In his address at the presentation, entitled ‘Clicks & Mortals’, Professor Susskind expounded his view that the future of legal service lies in the combination of ‘clicks and mortals’, ie in the appropriate blending of online and traditional human service. This is a view which sits between the polar extremes of those who are evangelical Internet exponents on the one hand and those who debunk all aspects of the new economy on the other. He believes that the biggest challenge is for lawyers honestly to identify those situations in which personalised, human service is genuinely needed and adds relevant value that online service cannot simulate or better. Richard Susskind claimed that, in the future, high-powered human service will still be in demand but routine and repetitive service will be delivered online (in a variety of ways). In practice, he said, much service will be a blend of clicks and mortals.

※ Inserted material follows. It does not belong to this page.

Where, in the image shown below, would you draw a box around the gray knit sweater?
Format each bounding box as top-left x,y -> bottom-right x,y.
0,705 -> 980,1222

The SCL Award judges were Paul Berwin, Managing Partner at Berwins Solicitors, Kevin Connell, Director of Information Technology at Masons, Kieran Flatt, Editor of Legal IT, Richard Harrison, a partner at Laytons, and Ian McFiggans, IT Director at Lovells. Andrew Levison commented “Despite this being a tough year for suppliers, there was no shortage of entries, which made the panel’s decision extremely hard”.

The other shortlisted candidates for the Award were ARTL (Automated Registration of Title to Land) from the Registers of Scotland Executive Agency, easyconvey.com’s Electronic Conveyancing Solution and Visualfiles, a case management system from Solicitec.

Downturn?

The assumption, which I must admit I tended to share, that 2003 would be a tough year is looking questionable. Both Solicitec and TFB have posted impressive figures and there was little sign of a downturn in the market for legal software in 2002. There might be any number of factors, most obviously the fact that those showing marked reductions in turnover are hardly likely to trumpet the fact, but when a Solicitec press release reveals “an increase of 33% in turnover and 225% in profit year to date” and TFB post an operating profit of about 14% it’s not exactly belt-tightening weather. The explanation which should apply is that IT spend is not expense but investment towards increased profit and, despite a bout of the jitters in some quarters, I suspect that explanation is getting through. As was succinctly suggested to me recently, many firms have wondered about the effects of economic slowdown, realised that it could be a protracted situation and thought “What the hell!”

Cases bonanza for IT lawyers

This issue and the articles on the Web site provide IT lawyers with something of a case comment bonanza. After many years with a paucity of authority, IT law gets hit by so many judgments that I am seriously contemplating a congestion-charge policy. But I can’t resist a short sales pitch at membership renewal time because I am so impressed by the quality of the material we have on offer.

With the SCL Web site carrying prompt alerts to new cases, cross references to the judgments themselves and case comment from the lawyers involved or other lead experts (published there before being available in the magazine), SCL membership looks like the best-value information service investment you can get. Thanks are due to all who alert me to new cases and provide such incisive comment.